Pemantauan tersebut meliputi grafik elevasi permukaan air, inflow atau debit air masuk, serta outflow atau debit air keluar danau.
“Data yang kami miliki menunjukkan penurunan muka air berlangsung secara bertahap dan masih dalam batas normal. Tidak di temukan pola ekstrem yang mengindikasikan pelepasan air berlebihan,” ujar Asroli.
Ia menjelaskan bahwa kebutuhan air PLTA Merangin memang mencapai sekitar 100 meter kubik per detik. Namun, pasokan air tersebut tidak sepenuhnya bersumber dari Danau Kerinci. Secara teknis, kontribusi air dari danau hanya sekitar 40 persen.
“Selebihnya berasal dari Sungai Batang Merangin dan anak-anak sungainya. Jadi, anggapan bahwa PLTA sepenuhnya bergantung pada Danau Kerinci perlu di luruskan,” jelasnya.
Ia juga memaparkan bahwa berdasarkan grafik elevasi muka air, inflow, dan outflow danau, pengeluaran air dari Danau Kerinci di jaga relatif stabil dan di sesuaikan dengan ketersediaan air yang masuk.
Tidak di temukan adanya pola pelepasan air yang berlebihan ataupun kebijakan operasional yang menyebabkan penurunan muka air danau secara signifikan.
“Aspek ini penting untuk di pahami bersama, bahwa outflow danau di kelola secara hati-hati dan adaptif mengikuti kondisi hidrologi yang ada,” jelasnya
Asroli juga mengatakan beberapa faktor yang mempengaruhi penyusutan muka air danau saat ini adalah sudah terjadi sedimen terutama di sungai Sanggaran Agung, lalu rendahnya curah hujan di wilayah tangkapan air karena Kebijakan modifikasi cuaca di wilayah Sumatera yang bertujuan menekan potensi hujan ekstrem. Kondisi tersebut menyebabkan inflow air yang masuk ke Danau Kerinci menjadi rendah dan tidak stabil.

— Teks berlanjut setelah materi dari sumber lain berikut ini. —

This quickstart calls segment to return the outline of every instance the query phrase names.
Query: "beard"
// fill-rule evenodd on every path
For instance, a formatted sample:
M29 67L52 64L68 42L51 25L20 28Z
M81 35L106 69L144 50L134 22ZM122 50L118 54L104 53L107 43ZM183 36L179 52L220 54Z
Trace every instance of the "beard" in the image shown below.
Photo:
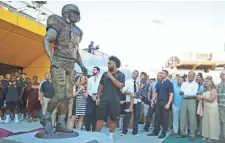
M112 72L112 71L114 70L114 67L108 67L108 70L109 70L110 72Z
M109 69L110 72L113 72L113 69Z

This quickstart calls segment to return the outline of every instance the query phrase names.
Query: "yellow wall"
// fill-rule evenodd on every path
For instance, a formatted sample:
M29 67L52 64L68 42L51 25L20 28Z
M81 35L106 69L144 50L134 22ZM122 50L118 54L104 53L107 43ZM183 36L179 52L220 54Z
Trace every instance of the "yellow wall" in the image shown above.
M45 26L0 8L0 63L23 67L27 77L43 80L49 71L44 35Z
M50 71L49 65L50 62L48 57L45 54L43 54L35 62L33 62L31 65L25 68L23 72L27 73L27 77L32 77L36 75L38 76L39 80L43 80L44 74Z

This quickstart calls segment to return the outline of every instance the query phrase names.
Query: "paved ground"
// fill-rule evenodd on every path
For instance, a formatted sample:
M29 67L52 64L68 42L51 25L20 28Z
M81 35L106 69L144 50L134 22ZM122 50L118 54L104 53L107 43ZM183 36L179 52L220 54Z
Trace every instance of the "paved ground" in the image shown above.
M129 129L129 132L125 136L120 136L121 131L118 129L115 132L115 140L114 143L162 143L164 139L158 139L158 137L149 137L146 132L141 132L143 125L139 125L139 137L132 135L132 130ZM108 133L107 128L103 128L102 132ZM151 132L151 131L150 131ZM168 137L168 134L167 134Z
M9 130L11 132L20 132L20 131L30 131L33 129L40 128L41 125L39 123L28 123L28 122L21 122L20 124L15 124L15 123L9 123L9 124L0 124L0 128ZM139 130L141 131L143 125L139 125ZM120 136L120 131L117 129L114 135L114 143L161 143L163 140L159 140L157 137L148 137L147 133L145 132L140 132L139 137L133 136L131 134L132 130L129 130L128 134L125 136ZM102 130L102 133L105 133L108 135L108 128L104 127ZM87 136L84 136L85 138L88 138L89 133ZM168 136L168 135L167 135Z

Meski demikian, Aslori memastikan bahwa debit air keluar dari danau tetap di kendalikan dan di sesuaikan dengan ketersediaan air yang masuk. Tidak ada pelepasan air yang di lakukan tanpa perhitungan teknis.
“Secara hidrologis, penurunan muka air Danau Kerinci pada periode ini merupakan respons alami terhadap kondisi iklim dan curah hujan yang rendah,” tegas Asroli.

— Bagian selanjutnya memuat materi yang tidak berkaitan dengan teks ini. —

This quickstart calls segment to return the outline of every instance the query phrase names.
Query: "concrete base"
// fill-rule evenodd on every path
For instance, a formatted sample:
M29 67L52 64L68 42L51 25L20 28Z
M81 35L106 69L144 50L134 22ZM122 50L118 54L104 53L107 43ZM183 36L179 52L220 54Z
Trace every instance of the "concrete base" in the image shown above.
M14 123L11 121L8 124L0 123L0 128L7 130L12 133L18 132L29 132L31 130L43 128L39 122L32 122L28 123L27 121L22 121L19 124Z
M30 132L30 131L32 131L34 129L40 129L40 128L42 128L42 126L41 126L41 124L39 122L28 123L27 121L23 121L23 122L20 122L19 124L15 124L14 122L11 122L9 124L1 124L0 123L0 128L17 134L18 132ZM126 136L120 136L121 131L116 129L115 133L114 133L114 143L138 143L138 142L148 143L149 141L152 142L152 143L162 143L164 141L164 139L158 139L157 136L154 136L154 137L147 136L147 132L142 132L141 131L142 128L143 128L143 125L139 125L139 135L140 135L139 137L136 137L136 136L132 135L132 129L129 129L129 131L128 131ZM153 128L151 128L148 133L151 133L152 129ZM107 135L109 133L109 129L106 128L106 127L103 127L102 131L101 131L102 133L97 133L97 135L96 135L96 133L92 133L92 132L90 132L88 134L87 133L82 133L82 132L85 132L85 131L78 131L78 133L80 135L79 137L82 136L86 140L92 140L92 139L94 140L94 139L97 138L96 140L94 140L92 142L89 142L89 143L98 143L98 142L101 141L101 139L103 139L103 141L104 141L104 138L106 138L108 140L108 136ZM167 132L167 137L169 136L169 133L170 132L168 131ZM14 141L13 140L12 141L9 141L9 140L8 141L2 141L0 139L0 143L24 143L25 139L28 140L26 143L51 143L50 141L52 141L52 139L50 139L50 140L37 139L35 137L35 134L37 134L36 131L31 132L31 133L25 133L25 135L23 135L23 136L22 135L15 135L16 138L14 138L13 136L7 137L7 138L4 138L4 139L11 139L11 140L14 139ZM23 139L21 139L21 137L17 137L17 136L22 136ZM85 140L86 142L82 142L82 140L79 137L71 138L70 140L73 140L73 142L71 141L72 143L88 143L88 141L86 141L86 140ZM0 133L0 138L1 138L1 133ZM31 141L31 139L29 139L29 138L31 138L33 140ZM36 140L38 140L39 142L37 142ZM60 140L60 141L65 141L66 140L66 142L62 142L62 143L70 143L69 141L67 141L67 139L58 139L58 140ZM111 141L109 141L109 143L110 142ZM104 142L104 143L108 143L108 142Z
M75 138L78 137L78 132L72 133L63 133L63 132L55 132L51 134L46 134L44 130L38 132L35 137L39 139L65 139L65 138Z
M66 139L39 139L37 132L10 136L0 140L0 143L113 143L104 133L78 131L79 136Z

Melalui pemaparan berbasis data ini, Asroli berharap masyarakat memperoleh pemahaman yang utuh dan objektif mengenai kondisi Danau Kerinci saat ini. (Emi)

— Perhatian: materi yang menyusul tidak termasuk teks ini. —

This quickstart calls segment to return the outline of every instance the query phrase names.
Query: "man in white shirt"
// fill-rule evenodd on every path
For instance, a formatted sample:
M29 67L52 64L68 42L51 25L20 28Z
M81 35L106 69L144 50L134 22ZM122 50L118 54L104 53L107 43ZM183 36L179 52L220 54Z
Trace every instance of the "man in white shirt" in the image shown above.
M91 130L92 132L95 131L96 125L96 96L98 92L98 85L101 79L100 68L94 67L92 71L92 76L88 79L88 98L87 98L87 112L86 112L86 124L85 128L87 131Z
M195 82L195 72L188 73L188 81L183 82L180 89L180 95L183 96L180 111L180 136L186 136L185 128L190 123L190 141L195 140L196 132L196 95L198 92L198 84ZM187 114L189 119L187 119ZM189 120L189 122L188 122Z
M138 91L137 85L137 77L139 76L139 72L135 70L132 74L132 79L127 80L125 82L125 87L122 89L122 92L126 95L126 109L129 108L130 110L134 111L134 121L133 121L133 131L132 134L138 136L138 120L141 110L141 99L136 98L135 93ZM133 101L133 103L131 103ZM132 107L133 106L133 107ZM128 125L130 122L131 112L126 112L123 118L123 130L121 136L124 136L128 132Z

Asroli juga mengatakan beberapa faktor yang mempengaruhi penyusutan muka air danau saat ini adalah sudah terjadi sedimen terutama di sungai Sanggaran Agung, lalu rendahnya curah hujan di wilayah tangkapan air karena Kebijakan modifikasi cuaca di wilayah Sumatera yang bertujuan menekan potensi hujan ekstrem. Kondisi tersebut menyebabkan inflow air yang masuk ke Danau Kerinci menjadi rendah dan tidak stabil.